Gaius Matius (fl. 1st century BC) (PW 1) was a citizen of ancient Rome notable as a friend of Julius Caesar and of Cicero, who described him in a letter to Trebatius (53BC) as "homo suavissimus doctissimusque". (Cic. Fam. 7,15,2)

A member of the gens Matia, he belonged to the party of Caesar, and helped Cicero in his relationship with Caesar in 49 and 48 BC. After the murder of Caesar, Matius, a dedicated Caesarian, warned of potential for grave repercussions including possible rebellions in Gaul or revolts of Caesar's legions. When Octavian came to Rome, Matius became one of his close associates. Matius and Octavian managed the July 44 BC games honoring the recently assassinated dictator. An exchange of letters between Cicero and Matius later in 44 has been preserved (Letters to Friends, 11.27 f.).

A Gaius Matius (PW 2) is recorded as a friend and assistant of Caesar Augustus, an eques who wrote three volumes on gastronomy (Columella credits him with "mincemeat à la Matius" (minutal Matianum)), and was said by Pliny the Elder to have invented the clipping of shrubs in topiary.
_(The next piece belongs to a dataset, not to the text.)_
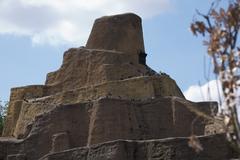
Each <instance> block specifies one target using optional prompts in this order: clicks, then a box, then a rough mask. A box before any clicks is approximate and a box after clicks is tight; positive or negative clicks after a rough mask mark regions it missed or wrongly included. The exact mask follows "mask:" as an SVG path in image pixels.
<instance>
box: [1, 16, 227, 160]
mask: <svg viewBox="0 0 240 160" xmlns="http://www.w3.org/2000/svg"><path fill="white" fill-rule="evenodd" d="M145 56H146V55H145V53H144V44H143V37H142V28H141V19H140V18H139V17H138V16H136V15H134V14H125V15H117V16H110V17H103V18H101V19H98V20H96V22H95V24H94V27H93V30H92V32H91V35H90V37H89V40H88V42H87V46H86V48H85V47H81V48H72V49H69V50H68V51H66V52H65V53H64V57H63V64H62V65H61V67H60V68H59V69H58V70H57V71H55V72H51V73H49V74H48V75H47V78H46V83H45V85H33V86H26V87H18V88H13V89H12V90H11V97H10V105H9V109H8V115H7V118H6V124H5V127H4V131H3V136H4V137H15V138H0V160H6V159H28V160H37V159H39V158H40V157H43V156H44V155H46V154H49V155H48V156H46V157H45V158H43V159H73V160H74V159H114V160H117V159H119V160H120V159H129V160H132V159H139V160H141V159H164V160H165V159H166V160H168V159H169V160H170V159H173V160H174V159H188V158H189V157H190V158H193V159H196V157H197V155H196V154H195V153H194V152H193V151H192V150H191V149H190V148H188V147H187V143H186V141H187V140H186V139H182V138H180V139H170V140H169V139H168V140H154V139H161V138H168V137H188V136H190V135H191V134H192V132H194V134H196V135H203V134H204V132H205V128H206V124H208V122H206V121H203V119H201V118H199V117H198V115H197V114H196V113H197V112H199V111H201V112H204V113H205V114H207V115H211V113H212V112H211V111H212V105H216V104H215V103H212V102H204V103H193V102H189V101H187V100H186V99H185V97H184V95H183V94H182V92H181V90H180V89H179V87H178V86H177V84H176V82H175V81H174V80H173V79H171V78H170V77H169V76H168V75H166V74H157V73H156V72H155V71H153V70H152V69H151V68H149V67H148V66H147V65H146V64H145ZM214 112H215V111H214ZM197 117H198V118H197ZM196 118H197V120H196ZM193 122H194V125H193ZM192 125H193V127H191V126H192ZM191 129H192V130H191ZM119 139H124V140H138V141H116V140H119ZM150 139H152V141H146V140H150ZM201 139H202V141H203V145H204V147H206V149H209V148H210V145H209V144H210V142H211V143H213V144H216V145H217V146H216V147H219V148H220V149H219V150H215V149H214V148H211V149H213V150H212V151H211V152H210V151H206V152H205V151H204V152H203V154H202V155H201V156H200V157H201V158H202V159H204V157H206V159H209V158H210V159H220V160H221V159H224V158H226V157H231V156H228V155H227V153H230V149H229V148H228V147H227V145H226V143H225V142H224V143H223V144H220V143H219V136H213V137H207V138H204V137H203V138H201ZM114 140H115V142H110V143H104V142H108V141H114ZM139 140H144V141H139ZM99 143H104V144H100V145H97V144H99ZM95 144H96V145H95ZM205 144H206V145H205ZM86 146H87V148H86ZM78 147H83V148H78ZM84 147H85V148H84ZM89 147H90V148H89ZM214 147H215V146H214ZM74 148H75V149H74ZM204 149H205V148H204ZM218 151H219V152H218ZM220 151H221V153H220ZM224 151H226V152H224ZM213 153H217V154H218V153H219V155H216V156H213ZM201 158H200V159H201Z"/></svg>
It is unclear however if this is the same person, or a later generation: Ronald Syme supposes the later Matius to be the son of the first.

According to the Real Academia Española, the Spanish word for apple, manzana (and thus the related Portuguese maçã and Galician mazá) derives from Matiāna mala, "apples of Matius". which was mentioned by Pliny and others among fruits that had been recently introduced to Roman tables.